Deep Reinforcement Learning Algorithm based PMSM Motor Control
for Energy Management of Hybrid Electric Vehicles
S. MUTHURAJAN
St. Peter’s Institute of Higher Education and Research, Deemed to be University, Chennai, INDIA
RAJAJI LOGANATHAN
ARM College of Engineering and Technology, Chennai, INDIA
R. RANI HEMAMALINI
St. Peter’s Institute of Higher Education and Research, Deemed to be University, Chennai, INDIA
Abstract: Hybrid electric vehicles (HEV) have great potential to reduce emissions and improve fuel economy.
The application of artificial intelligence-based control algorithms for controlling the electric motor speed and
torque yields excellent fuel economy by reducing the losses drastically. In this paper, a novel strategy to
improve the performance of an electric motor-like control system for Permanent Magnet Synchronous Motor
(PMSM) with the help of a sensorless vector control method where a trained reinforcement learning agent is
used and provides accurate signals which will be added to the control signals. Control Signals referred to here
are direct and quadrature voltage signals with reference quadrature current signals.
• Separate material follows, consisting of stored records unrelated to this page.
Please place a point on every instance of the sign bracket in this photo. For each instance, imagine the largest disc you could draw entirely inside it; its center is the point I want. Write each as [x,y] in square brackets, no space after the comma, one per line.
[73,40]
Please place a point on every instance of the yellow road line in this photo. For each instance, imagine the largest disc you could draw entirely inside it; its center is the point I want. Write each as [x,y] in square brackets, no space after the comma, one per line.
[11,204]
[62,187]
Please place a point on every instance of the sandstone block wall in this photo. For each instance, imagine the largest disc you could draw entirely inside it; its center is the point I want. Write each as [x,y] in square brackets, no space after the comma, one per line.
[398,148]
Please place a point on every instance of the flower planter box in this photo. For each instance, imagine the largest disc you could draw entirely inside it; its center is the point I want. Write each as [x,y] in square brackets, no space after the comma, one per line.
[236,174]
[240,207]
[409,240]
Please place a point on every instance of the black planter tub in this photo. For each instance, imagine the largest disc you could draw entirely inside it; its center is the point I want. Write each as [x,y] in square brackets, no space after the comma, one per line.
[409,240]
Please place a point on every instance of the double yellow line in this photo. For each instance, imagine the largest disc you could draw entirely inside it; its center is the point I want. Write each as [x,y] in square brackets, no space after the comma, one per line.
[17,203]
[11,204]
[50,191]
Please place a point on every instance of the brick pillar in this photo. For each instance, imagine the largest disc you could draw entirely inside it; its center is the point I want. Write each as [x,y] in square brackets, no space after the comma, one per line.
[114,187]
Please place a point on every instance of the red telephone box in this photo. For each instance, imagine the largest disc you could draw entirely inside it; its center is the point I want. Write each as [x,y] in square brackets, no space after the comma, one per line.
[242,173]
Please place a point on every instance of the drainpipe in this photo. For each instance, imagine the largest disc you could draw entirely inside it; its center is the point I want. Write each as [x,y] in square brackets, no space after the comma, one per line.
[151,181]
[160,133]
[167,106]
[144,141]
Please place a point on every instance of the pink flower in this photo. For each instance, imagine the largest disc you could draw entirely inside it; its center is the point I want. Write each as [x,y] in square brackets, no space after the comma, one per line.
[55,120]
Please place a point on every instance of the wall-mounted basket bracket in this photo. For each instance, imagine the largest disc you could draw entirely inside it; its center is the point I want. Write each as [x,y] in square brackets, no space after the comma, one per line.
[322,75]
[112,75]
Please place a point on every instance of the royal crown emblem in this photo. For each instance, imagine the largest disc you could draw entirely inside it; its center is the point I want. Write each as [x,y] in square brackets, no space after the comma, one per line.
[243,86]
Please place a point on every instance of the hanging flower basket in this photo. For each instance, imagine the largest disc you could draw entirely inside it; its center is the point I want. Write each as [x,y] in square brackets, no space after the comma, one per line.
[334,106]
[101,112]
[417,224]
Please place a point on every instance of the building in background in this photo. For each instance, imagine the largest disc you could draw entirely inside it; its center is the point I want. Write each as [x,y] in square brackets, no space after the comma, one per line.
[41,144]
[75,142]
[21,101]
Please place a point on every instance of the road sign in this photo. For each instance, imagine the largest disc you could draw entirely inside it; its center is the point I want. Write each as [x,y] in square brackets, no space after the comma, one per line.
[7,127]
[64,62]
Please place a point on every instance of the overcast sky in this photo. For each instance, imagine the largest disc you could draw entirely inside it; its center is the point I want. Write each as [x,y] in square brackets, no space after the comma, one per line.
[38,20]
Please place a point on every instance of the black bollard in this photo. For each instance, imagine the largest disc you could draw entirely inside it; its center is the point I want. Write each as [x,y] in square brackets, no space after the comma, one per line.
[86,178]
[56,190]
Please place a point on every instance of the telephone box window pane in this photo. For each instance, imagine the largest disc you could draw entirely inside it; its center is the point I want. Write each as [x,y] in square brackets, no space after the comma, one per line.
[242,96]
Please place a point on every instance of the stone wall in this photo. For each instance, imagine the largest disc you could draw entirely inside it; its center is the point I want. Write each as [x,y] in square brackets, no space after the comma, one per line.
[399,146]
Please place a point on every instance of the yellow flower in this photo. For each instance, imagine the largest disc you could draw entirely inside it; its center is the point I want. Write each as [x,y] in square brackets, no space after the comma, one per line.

The types of reinforcement
learning used are the Deep Deterministic Policy Gradient (DDPG) and Deep Q Network (DQN) agents.
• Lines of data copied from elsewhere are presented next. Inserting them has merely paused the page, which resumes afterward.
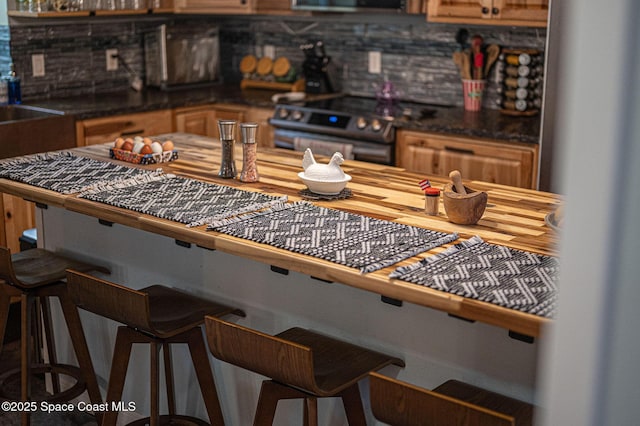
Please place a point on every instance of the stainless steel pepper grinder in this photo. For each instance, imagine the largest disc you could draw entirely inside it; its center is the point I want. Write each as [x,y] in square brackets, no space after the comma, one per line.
[249,168]
[227,130]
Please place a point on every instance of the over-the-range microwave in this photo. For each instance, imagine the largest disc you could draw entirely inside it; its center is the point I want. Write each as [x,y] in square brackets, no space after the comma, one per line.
[350,5]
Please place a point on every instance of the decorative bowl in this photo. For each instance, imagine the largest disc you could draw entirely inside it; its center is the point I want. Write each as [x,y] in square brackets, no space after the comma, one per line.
[325,187]
[464,209]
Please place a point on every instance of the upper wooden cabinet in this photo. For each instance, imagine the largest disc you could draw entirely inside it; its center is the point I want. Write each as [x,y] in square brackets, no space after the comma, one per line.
[513,164]
[531,13]
[215,6]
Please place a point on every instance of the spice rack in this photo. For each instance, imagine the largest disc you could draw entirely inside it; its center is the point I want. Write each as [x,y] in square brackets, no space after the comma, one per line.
[521,76]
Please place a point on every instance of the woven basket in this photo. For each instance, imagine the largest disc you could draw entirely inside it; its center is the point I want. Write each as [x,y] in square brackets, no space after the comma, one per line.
[131,157]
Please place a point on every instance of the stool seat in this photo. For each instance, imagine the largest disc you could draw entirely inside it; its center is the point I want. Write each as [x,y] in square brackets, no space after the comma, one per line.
[454,403]
[300,363]
[38,267]
[34,276]
[158,316]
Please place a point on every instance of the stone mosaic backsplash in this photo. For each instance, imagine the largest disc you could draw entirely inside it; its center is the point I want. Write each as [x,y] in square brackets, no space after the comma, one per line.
[416,55]
[5,57]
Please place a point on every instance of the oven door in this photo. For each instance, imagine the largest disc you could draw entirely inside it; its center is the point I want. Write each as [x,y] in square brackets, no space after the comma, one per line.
[372,152]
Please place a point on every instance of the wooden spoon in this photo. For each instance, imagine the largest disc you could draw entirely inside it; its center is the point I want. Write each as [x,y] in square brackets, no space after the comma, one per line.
[493,51]
[456,178]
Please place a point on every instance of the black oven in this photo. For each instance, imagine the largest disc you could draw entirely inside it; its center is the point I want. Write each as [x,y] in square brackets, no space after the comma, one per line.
[350,5]
[347,124]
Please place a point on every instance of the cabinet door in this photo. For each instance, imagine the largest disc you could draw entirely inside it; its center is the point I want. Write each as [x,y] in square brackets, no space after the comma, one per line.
[456,8]
[531,13]
[215,6]
[487,169]
[497,162]
[106,129]
[198,122]
[527,10]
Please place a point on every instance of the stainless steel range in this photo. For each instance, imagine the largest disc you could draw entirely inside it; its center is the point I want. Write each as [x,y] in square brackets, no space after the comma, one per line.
[358,127]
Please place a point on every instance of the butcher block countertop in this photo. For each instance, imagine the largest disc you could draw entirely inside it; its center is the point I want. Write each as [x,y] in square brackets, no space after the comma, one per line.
[514,217]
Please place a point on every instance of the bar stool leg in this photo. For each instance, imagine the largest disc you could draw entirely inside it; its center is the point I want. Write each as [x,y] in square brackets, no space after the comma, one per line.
[270,393]
[200,359]
[48,335]
[5,305]
[76,333]
[353,405]
[168,375]
[311,411]
[26,303]
[119,365]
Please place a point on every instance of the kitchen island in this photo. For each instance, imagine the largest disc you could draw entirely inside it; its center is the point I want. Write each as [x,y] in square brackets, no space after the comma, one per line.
[278,288]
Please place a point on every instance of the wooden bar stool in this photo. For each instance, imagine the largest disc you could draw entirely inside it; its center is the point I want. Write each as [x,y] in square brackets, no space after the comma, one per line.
[453,403]
[32,277]
[300,363]
[158,316]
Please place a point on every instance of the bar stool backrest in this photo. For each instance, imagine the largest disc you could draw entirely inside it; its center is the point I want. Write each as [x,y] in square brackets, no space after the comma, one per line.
[402,404]
[110,300]
[281,360]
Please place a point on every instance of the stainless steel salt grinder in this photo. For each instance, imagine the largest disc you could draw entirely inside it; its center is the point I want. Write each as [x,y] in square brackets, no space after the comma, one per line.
[227,130]
[249,152]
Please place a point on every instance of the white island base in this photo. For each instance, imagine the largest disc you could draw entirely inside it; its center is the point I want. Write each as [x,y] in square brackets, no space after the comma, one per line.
[435,347]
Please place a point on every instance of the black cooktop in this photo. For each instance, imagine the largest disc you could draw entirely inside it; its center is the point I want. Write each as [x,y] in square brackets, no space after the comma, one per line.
[359,105]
Integration and implementation of these control systems are presented, and results are published in this paper.
The advantages of the proposed method over the conventional vector control strategy are validated by
numerical simulation results.
Key-Words: PMSM, Deep Learning, Reinforcement Learning, Intelligence Control, Agent.
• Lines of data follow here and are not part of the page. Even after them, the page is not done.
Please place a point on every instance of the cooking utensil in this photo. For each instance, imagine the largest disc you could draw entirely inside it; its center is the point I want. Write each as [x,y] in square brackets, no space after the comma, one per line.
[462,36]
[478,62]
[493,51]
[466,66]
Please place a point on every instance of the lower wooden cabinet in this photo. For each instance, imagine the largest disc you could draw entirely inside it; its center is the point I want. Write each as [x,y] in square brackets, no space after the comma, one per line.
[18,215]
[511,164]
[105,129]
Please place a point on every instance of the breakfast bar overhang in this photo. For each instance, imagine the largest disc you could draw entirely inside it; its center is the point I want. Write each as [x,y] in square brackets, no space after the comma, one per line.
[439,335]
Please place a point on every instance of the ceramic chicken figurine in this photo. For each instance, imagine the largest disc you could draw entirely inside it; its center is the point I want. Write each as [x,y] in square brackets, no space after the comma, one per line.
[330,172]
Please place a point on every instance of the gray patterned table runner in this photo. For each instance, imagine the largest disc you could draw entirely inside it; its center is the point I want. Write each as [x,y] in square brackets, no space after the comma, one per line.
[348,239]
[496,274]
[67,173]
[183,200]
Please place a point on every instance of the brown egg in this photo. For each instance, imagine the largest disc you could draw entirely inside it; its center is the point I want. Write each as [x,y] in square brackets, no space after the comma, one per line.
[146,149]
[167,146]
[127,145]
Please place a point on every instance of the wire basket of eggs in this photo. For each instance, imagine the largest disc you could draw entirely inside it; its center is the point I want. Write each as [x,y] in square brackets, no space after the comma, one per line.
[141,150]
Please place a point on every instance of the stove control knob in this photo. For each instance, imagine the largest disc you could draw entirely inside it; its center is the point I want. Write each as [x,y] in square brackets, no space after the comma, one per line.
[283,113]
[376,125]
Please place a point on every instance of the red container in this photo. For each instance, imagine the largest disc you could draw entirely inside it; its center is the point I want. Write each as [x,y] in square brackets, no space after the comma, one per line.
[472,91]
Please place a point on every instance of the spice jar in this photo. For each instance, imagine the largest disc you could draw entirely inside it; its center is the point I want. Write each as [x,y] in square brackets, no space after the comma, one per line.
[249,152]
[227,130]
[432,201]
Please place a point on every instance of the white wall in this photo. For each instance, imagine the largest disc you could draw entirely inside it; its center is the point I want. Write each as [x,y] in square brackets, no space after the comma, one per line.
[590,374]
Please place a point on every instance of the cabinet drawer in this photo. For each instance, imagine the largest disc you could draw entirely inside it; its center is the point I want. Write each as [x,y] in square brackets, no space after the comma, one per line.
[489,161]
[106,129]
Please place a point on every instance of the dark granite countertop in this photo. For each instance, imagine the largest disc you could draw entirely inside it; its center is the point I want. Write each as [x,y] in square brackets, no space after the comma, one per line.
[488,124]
Received: June 26, 2022. Revised: January 6, 2023. Accepted: February 13, 2023. Published: March 7, 2023.
1 Introduction
Hybrid electric vehicles have come into vogue due
to the limitations of the total IC engine vehicles and
fully electric vehicles. Even today, most of the
vehicles in India are powered by internal
combustion (IC) engines using petrol or diesel fuel
for commercial and long travel purposes, [1]. The
engine power capacity used in these vehicles caters
to the power required for maximum speed. In
hybrid electric vehicles, Permanent Magnet
Synchronous Motor (PMSM) plays a vital role due
to its compact size, lower torque ripple,
comfortable cooling technique, high ratio of torque
to volume, and efficiency in HEV and EV vehicles.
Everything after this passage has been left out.